Despite some mechanisms and pathogenesis were verified, unexplained RM still accounted for approximately 50% of the whole RM population (Dimitriadis, et al., 2020). In order to excavate the underlying mechanisms of RM, omics approaches, such as epigenomics, transcriptomics, metabolomics, proteomics, etc. have been applied. Genome-wide DNA methylation from placental villi was profiled in both RM patients and controls, which showed that hypomethylation of PRDM1 in RM patients leaded to trophoblast cell apoptosis and the inhibition of cell migration (Du, et al., 2020). Another study on DNA methylation in villi verified an increased methylation at AXL receptor tyrosine kinase and a decrease at defensin β 1 might contribute to or be a consequence of poor placental function in RM (Hanna, et al., 2013). Huang et al. performed RNA sequencing in decidual tissue, and elucidated that lnc-CES1-1 inhibited decidual cell migration by interacting with RNA-binding protein FUS and activating PPARγ in RM (Huang, et al., 2021).
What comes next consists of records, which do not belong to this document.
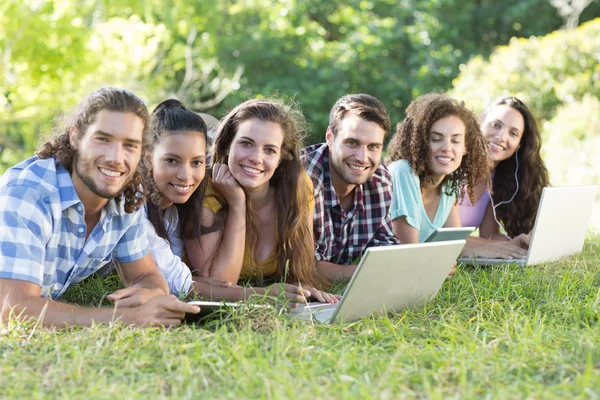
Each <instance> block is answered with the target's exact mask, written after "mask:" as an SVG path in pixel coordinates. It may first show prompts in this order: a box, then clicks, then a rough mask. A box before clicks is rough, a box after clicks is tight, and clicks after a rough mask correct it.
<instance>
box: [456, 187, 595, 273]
mask: <svg viewBox="0 0 600 400" xmlns="http://www.w3.org/2000/svg"><path fill="white" fill-rule="evenodd" d="M597 188H598V187H597V186H572V187H545V188H544V190H543V191H542V198H541V200H540V206H539V208H538V213H537V215H536V217H535V224H534V225H533V232H532V233H531V241H530V242H529V250H528V252H527V256H525V258H516V259H512V258H510V259H507V258H480V257H463V258H459V259H458V262H462V263H466V264H472V265H499V264H518V265H535V264H540V263H543V262H548V261H555V260H558V259H561V258H563V257H567V256H570V255H573V254H577V253H579V252H581V250H582V249H583V244H584V241H585V235H586V234H587V228H588V225H589V222H590V218H591V215H592V207H593V205H594V199H595V197H596V190H597Z"/></svg>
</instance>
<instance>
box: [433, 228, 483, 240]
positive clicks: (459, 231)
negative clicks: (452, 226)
mask: <svg viewBox="0 0 600 400" xmlns="http://www.w3.org/2000/svg"><path fill="white" fill-rule="evenodd" d="M474 230H475V227H474V226H462V227H456V228H438V229H436V230H435V231H433V232H432V233H431V235H429V236H428V237H427V239H425V242H443V241H444V240H461V239H466V238H467V237H468V236H469V235H470V234H471V233H473V231H474Z"/></svg>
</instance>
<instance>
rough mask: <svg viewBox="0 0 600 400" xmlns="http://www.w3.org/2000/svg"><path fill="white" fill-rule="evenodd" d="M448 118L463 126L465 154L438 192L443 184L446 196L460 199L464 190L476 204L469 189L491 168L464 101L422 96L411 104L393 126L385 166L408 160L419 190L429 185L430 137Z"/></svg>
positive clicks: (425, 94)
mask: <svg viewBox="0 0 600 400" xmlns="http://www.w3.org/2000/svg"><path fill="white" fill-rule="evenodd" d="M449 116H456V117H458V118H460V120H461V121H462V122H463V124H465V146H466V150H467V154H465V155H464V156H463V158H462V161H461V163H460V166H459V167H458V168H457V169H456V171H454V172H453V173H452V174H450V175H447V176H446V177H444V180H443V181H442V185H440V187H439V191H440V193H441V190H442V187H443V186H444V185H445V187H446V194H447V195H449V196H452V195H453V196H456V198H457V199H458V200H462V198H463V197H464V195H465V189H466V193H467V195H468V196H469V199H470V200H471V201H472V202H475V199H474V198H473V194H472V190H471V189H472V188H473V187H474V186H475V184H477V182H479V181H481V180H482V179H487V178H488V177H489V174H490V168H489V164H488V156H487V146H486V144H485V140H484V139H483V136H482V135H481V131H480V130H479V121H478V120H477V117H476V116H475V114H473V113H472V112H471V111H470V110H469V109H467V108H466V107H465V105H464V103H463V102H459V101H458V100H455V99H453V98H450V97H448V96H446V95H444V94H438V93H431V94H425V95H423V96H420V97H418V98H417V99H416V100H414V101H413V102H411V103H410V104H409V106H408V108H407V109H406V117H405V118H404V121H402V122H400V123H399V124H398V125H397V126H396V133H395V134H394V136H393V137H392V139H391V140H390V143H389V145H388V157H387V158H386V163H391V162H393V161H396V160H400V159H404V160H407V161H408V163H409V164H410V167H411V169H412V170H413V171H414V172H415V173H416V174H417V175H418V177H419V180H420V182H421V187H424V186H426V185H428V184H431V183H432V181H433V175H432V173H431V171H429V169H428V168H427V153H428V151H429V134H430V131H431V127H432V125H433V124H434V123H435V122H436V121H438V120H440V119H442V118H445V117H449Z"/></svg>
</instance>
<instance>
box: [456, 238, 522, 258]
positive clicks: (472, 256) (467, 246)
mask: <svg viewBox="0 0 600 400" xmlns="http://www.w3.org/2000/svg"><path fill="white" fill-rule="evenodd" d="M526 255H527V248H524V247H522V246H520V245H518V242H513V241H498V240H489V239H484V238H478V237H474V236H469V237H468V238H467V243H466V245H465V248H464V250H463V252H462V256H463V257H492V258H522V257H525V256H526Z"/></svg>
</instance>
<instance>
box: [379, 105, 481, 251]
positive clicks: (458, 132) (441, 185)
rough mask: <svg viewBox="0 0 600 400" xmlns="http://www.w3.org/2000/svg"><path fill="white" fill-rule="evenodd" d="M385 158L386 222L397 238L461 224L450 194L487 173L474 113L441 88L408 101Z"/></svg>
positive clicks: (460, 189)
mask: <svg viewBox="0 0 600 400" xmlns="http://www.w3.org/2000/svg"><path fill="white" fill-rule="evenodd" d="M386 162H387V163H388V169H389V170H390V173H391V174H392V181H393V184H394V193H393V196H392V205H391V207H390V214H391V218H392V226H393V229H394V233H395V234H396V236H398V239H400V242H401V243H419V242H423V241H425V239H426V238H427V237H428V236H429V235H430V234H431V233H433V232H434V231H435V230H436V229H438V228H440V227H444V226H445V227H455V226H461V221H460V218H459V215H458V206H457V204H456V200H457V199H462V198H463V197H464V196H465V194H467V195H468V196H471V195H472V194H471V193H470V192H469V191H468V190H469V189H471V188H473V187H474V186H475V184H476V183H477V182H480V181H485V179H487V178H488V176H489V168H488V163H487V150H486V146H485V142H484V140H483V138H482V136H481V134H480V132H479V123H478V121H477V117H475V115H474V114H473V113H472V112H471V111H469V110H468V109H467V108H466V107H465V106H464V104H463V103H461V102H459V101H457V100H455V99H452V98H450V97H448V96H446V95H443V94H426V95H423V96H421V97H419V98H417V99H416V100H415V101H413V102H412V103H411V104H410V105H409V106H408V108H407V109H406V118H405V119H404V121H402V122H401V123H399V124H398V126H397V127H396V133H395V135H394V137H393V138H392V139H391V142H390V144H389V147H388V157H387V160H386ZM465 189H467V192H466V193H465Z"/></svg>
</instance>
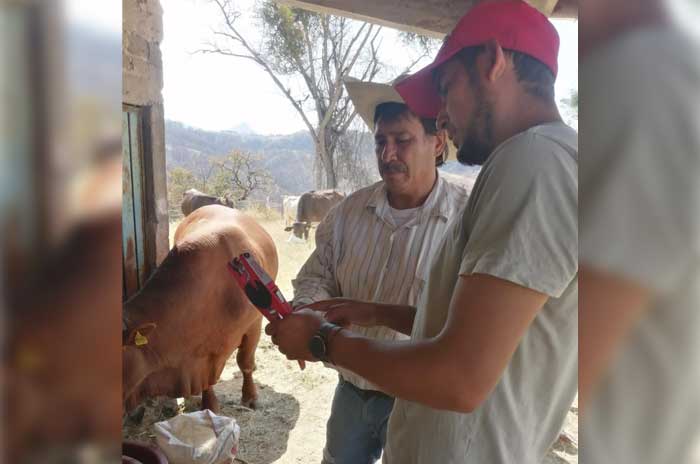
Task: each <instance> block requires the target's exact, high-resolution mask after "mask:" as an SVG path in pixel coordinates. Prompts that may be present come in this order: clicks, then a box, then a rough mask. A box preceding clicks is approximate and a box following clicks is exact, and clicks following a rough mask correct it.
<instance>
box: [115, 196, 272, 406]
mask: <svg viewBox="0 0 700 464" xmlns="http://www.w3.org/2000/svg"><path fill="white" fill-rule="evenodd" d="M243 252H249V253H251V254H252V255H253V256H254V257H255V259H256V260H257V261H258V262H259V263H260V265H261V266H262V267H263V268H264V269H265V271H266V272H267V273H268V274H269V275H270V276H271V277H272V278H273V279H274V278H275V277H276V276H277V268H278V259H277V250H276V248H275V245H274V243H273V241H272V238H271V237H270V236H269V235H268V233H267V232H266V231H265V230H264V229H263V228H262V227H261V226H260V225H259V224H258V223H257V222H255V220H253V219H252V218H251V217H249V216H247V215H245V214H243V213H241V212H240V211H237V210H234V209H230V208H225V207H222V206H219V205H210V206H205V207H203V208H200V209H198V210H196V211H195V212H193V213H192V214H190V215H189V216H187V217H186V218H185V219H184V220H183V221H182V223H180V225H179V226H178V228H177V230H176V232H175V246H174V247H173V249H172V250H171V251H170V253H169V254H168V256H167V257H166V258H165V260H164V261H163V263H162V264H161V265H160V267H159V268H158V269H157V270H156V272H155V273H154V275H153V276H152V277H151V278H150V279H149V280H148V281H147V282H146V285H145V286H144V288H143V289H142V290H140V291H139V292H138V293H137V294H136V295H134V296H133V297H132V298H131V299H129V300H128V301H127V302H126V303H125V307H124V316H123V319H124V324H123V332H122V337H123V338H122V345H123V348H122V353H123V394H124V399H125V406H126V409H127V411H128V410H131V409H133V407H135V406H136V405H138V403H139V402H141V400H143V399H145V398H147V397H154V396H161V395H165V396H169V397H173V398H176V397H188V396H191V395H196V394H199V393H202V408H203V409H210V410H212V411H215V412H216V411H218V401H217V399H216V397H215V395H214V392H213V389H212V386H213V385H214V384H216V382H217V381H218V380H219V377H220V375H221V372H222V370H223V368H224V366H225V364H226V361H227V360H228V358H229V357H230V356H231V354H232V353H233V352H234V351H235V350H236V349H238V353H237V355H236V361H237V362H238V366H239V368H240V369H241V372H242V373H243V389H242V390H243V397H242V400H241V402H242V404H243V405H244V406H248V407H255V402H256V399H257V390H256V388H255V384H254V383H253V370H254V368H255V349H256V347H257V345H258V340H259V339H260V327H261V317H262V316H261V314H260V312H258V310H257V309H255V307H254V306H253V305H252V304H251V303H250V302H249V301H248V298H247V297H246V296H245V294H244V293H243V291H242V290H241V289H240V288H239V287H238V285H237V284H236V282H235V281H234V280H233V278H232V277H231V276H230V274H229V273H228V270H227V268H226V265H227V263H228V262H229V261H230V260H231V259H233V258H234V257H236V256H238V255H240V254H241V253H243Z"/></svg>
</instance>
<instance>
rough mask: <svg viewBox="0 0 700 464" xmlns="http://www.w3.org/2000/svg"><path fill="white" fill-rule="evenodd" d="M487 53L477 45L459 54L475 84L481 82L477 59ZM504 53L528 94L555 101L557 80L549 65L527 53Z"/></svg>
mask: <svg viewBox="0 0 700 464" xmlns="http://www.w3.org/2000/svg"><path fill="white" fill-rule="evenodd" d="M485 51H486V47H485V46H484V45H477V46H475V47H467V48H463V49H462V50H460V51H459V52H458V53H457V57H458V58H459V59H460V61H461V62H462V64H463V65H464V67H465V68H466V70H467V73H468V74H469V79H470V80H471V81H472V82H473V83H475V84H476V83H477V82H478V81H479V75H478V74H477V72H476V59H477V57H478V56H479V55H480V54H481V53H483V52H485ZM503 51H504V52H505V53H506V54H507V55H510V56H511V59H512V60H513V67H514V68H515V74H516V75H517V76H518V82H521V83H522V84H523V86H524V87H525V91H526V92H527V93H529V94H530V95H533V96H535V97H538V98H542V99H545V100H554V81H555V80H556V79H555V77H554V73H552V71H551V70H550V69H549V68H548V67H547V65H545V64H544V63H542V62H541V61H540V60H538V59H537V58H533V57H531V56H530V55H527V54H525V53H521V52H517V51H515V50H508V49H504V50H503Z"/></svg>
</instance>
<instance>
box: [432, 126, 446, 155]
mask: <svg viewBox="0 0 700 464" xmlns="http://www.w3.org/2000/svg"><path fill="white" fill-rule="evenodd" d="M446 148H447V130H445V129H440V130H438V131H437V133H436V134H435V158H439V157H440V156H441V155H442V154H443V153H445V149H446ZM445 158H447V157H445ZM443 161H444V160H443Z"/></svg>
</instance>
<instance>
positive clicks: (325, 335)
mask: <svg viewBox="0 0 700 464" xmlns="http://www.w3.org/2000/svg"><path fill="white" fill-rule="evenodd" d="M341 329H342V327H340V326H338V325H335V324H332V323H330V322H323V323H322V324H321V327H319V328H318V331H317V332H316V333H315V334H314V336H313V337H311V340H310V341H309V351H311V354H312V355H314V357H315V358H317V359H319V360H321V361H323V362H328V363H331V364H332V363H333V362H332V361H331V359H330V356H329V342H330V339H331V338H332V336H333V334H335V333H336V332H337V331H339V330H341Z"/></svg>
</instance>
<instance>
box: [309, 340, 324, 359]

Another study using whole-transcriptome sequencing found out the important roles of focal adhesion, extracellular matrix-receptor interaction, and the PI3K-Akt signaling pathway in RM (Wang, et al., 2022). Metabolomics and proteomics were also used in the study of RM, suggesting low succinate accumulation in villi, and the interaction of angiotensinogen and embryonic development-related proteins in the decidua took a significant role in RM (Wang et al., 2021b, Xiong et al., 2021).

However, such attempts failed to address its pathogenesis from the networks of genes, RNAs, proteins and metabolites. As compared to studies of a single omics type, multi-omics offers the opportunity to understand the flow of information that underlies disease. Multi-omics has been widely used in tumor research. Chaudhary et al. provided a model that integrated multi-omics data (RNA sequencing, miRNA sequencing, and methylation data) from The Cancer Genome Atlas to explicitly predict hepatocellular carcinoma survival (Chaudhary, et al., 2018). Additionally, multi-omics analysis was applied to a cohort of 200 patient samples of chronic lymphocytic leukemia, profiled for somatic mutations, RNA expression, DNA methylation and ex vivo drug responses to effectively identify major dimensions of disease heterogeneity (Argelaguet, et al., 2018). Several integrated multi-omics analyses have also been applied in reproduction. Wu et al. integrated miRNA profile of villus and mRNA data of placenta, and the RM-related hub genes were enriched in immune responses, hormonal regulation, and metabolism (Wu, et al., 2021). The findings of Chen et al. via integrating mRNA, miRNA, and methylation data suggested the importance of osteoclast differentiation, leishmaniasis, NF-kappa B signaling pathway, Toll-like receptor signaling pathway, and tuberculosis in villus/placenta of women with RM (Chen, et al., 2019).

Nevertheless, the multi-omics analyses on RM were limited, and the above studies masked the contributions of different tissue types, as placenta consists of villus and decidua. Additionally, the development of RM is not only dependent on the damage of decidua or villus, but also associated with the dysfunction of feto-maternal immune cross-talk. Therefore, this study focused on biological functions of both villus and decidua, and restricted tissue types carefully from the very beginning. Multi-omics analysis was employed to figure out the gene expression patterns and hub genes of both villus and decidua in RM during early pregnancy. As maternal-fetal immune tolerance is crucial for the maintenance of pregnancy (Ander, et al., 2019), immune cell profiles and immunologic signatures of differentially expressed genes (DE-genes) were further conducted to elucidate the possible immune responses in RM, which might provide a novel perspective for the diagnosis and treatment of RM.